Fiscalité

Publié le par verel

J’ai assisté avant hier à une conférence de Christian Saint Etienne qui présentait les grandes lignes du rapport qu’il vient d’écrire avec Jacques Le Cacheux. pour le Conseil d’Analyse Economique (CAE)

 

 

 

On en connaît les grandes lignes : supprimer toutes les déductions et autres niches fiscales pour afficher à taux de prélèvements constants des taux plus raisonnables, comparables à ceux des grands pays, et ne différant des taux pratiqués par certains pays que d’un montant limité à 6% et considéré comme supportable.

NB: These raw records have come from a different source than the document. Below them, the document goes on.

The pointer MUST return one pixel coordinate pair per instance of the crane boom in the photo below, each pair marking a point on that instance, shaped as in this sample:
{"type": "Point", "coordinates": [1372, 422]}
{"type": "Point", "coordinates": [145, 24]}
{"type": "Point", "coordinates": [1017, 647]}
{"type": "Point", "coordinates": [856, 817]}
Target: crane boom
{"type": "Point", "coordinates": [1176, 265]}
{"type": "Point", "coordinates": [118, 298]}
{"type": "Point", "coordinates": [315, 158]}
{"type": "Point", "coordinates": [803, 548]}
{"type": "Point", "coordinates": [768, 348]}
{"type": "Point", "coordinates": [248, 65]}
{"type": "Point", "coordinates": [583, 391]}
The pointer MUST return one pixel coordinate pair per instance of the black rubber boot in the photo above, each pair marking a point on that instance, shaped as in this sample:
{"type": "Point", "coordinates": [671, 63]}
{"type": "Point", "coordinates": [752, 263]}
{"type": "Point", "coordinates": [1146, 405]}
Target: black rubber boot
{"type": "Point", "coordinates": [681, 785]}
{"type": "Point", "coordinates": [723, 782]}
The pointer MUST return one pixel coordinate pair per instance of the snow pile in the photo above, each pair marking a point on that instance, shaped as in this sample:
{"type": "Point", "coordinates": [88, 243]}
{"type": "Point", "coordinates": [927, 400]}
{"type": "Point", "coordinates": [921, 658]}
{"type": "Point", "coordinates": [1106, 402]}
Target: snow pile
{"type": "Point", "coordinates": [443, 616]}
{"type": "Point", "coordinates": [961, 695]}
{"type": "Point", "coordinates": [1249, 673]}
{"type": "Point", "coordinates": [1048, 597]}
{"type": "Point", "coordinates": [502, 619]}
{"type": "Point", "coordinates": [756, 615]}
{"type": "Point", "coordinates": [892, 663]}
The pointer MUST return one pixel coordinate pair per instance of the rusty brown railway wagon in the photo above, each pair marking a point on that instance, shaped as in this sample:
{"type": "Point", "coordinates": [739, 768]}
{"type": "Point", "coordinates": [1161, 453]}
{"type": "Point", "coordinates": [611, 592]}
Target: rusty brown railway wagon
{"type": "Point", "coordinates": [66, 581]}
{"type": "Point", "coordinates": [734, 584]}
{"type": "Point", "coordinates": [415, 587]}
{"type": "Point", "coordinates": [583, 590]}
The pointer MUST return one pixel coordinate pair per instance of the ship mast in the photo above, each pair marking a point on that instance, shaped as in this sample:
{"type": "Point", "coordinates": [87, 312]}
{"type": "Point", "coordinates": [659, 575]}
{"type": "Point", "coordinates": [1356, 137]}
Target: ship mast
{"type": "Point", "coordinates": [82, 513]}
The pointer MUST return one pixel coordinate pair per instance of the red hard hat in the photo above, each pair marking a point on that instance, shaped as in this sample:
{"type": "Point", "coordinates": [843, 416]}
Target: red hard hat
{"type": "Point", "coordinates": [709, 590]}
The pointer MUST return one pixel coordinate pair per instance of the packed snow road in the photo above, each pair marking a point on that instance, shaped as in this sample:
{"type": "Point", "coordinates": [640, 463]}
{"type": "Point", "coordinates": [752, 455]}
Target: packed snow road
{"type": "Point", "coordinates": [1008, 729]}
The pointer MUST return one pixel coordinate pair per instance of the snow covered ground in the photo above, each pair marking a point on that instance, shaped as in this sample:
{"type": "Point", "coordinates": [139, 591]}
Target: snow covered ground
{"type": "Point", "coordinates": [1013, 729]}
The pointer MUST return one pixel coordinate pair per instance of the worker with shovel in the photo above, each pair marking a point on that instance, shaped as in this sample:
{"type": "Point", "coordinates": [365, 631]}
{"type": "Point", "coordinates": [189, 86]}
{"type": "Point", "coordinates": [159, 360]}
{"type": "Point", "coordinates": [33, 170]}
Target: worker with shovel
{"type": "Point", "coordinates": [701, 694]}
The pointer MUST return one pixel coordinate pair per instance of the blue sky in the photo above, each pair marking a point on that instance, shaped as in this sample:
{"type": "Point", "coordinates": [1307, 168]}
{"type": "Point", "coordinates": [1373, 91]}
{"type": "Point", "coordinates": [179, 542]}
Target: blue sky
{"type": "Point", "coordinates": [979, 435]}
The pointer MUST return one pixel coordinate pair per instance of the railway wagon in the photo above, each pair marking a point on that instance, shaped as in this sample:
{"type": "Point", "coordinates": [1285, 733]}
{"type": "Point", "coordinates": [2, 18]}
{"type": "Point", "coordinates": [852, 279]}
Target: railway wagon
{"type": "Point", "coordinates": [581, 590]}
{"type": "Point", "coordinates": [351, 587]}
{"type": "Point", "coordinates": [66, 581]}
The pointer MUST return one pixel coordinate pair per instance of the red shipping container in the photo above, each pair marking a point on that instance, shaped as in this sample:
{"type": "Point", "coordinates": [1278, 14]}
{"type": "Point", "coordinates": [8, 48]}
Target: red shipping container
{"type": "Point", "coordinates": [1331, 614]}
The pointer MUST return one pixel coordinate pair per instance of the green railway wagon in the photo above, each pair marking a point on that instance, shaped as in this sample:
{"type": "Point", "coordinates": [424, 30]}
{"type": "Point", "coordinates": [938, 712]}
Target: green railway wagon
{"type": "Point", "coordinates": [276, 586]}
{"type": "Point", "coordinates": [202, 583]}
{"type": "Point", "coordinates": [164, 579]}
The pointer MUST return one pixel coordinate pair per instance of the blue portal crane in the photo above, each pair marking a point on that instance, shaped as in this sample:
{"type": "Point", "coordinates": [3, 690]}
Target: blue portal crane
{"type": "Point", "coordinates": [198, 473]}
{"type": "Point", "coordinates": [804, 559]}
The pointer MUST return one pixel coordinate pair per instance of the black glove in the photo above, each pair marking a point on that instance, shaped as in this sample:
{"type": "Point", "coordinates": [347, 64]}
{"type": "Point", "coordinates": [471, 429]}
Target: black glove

Il faut ajouter, ce qui est moins souvent souligné, une augmentation à 13% de la CSG, impôt retenu à la source. Et qu’il supprime par la même occasion l’ISF

Christian Saint Etienne espère de ces mesures une dynamisation économique qui pourrait atteindre 1% par an

 

Qu’en penser ? En vrac mes réactions à première vue, c'est-à-dire sans avoir lu le détail du rapport.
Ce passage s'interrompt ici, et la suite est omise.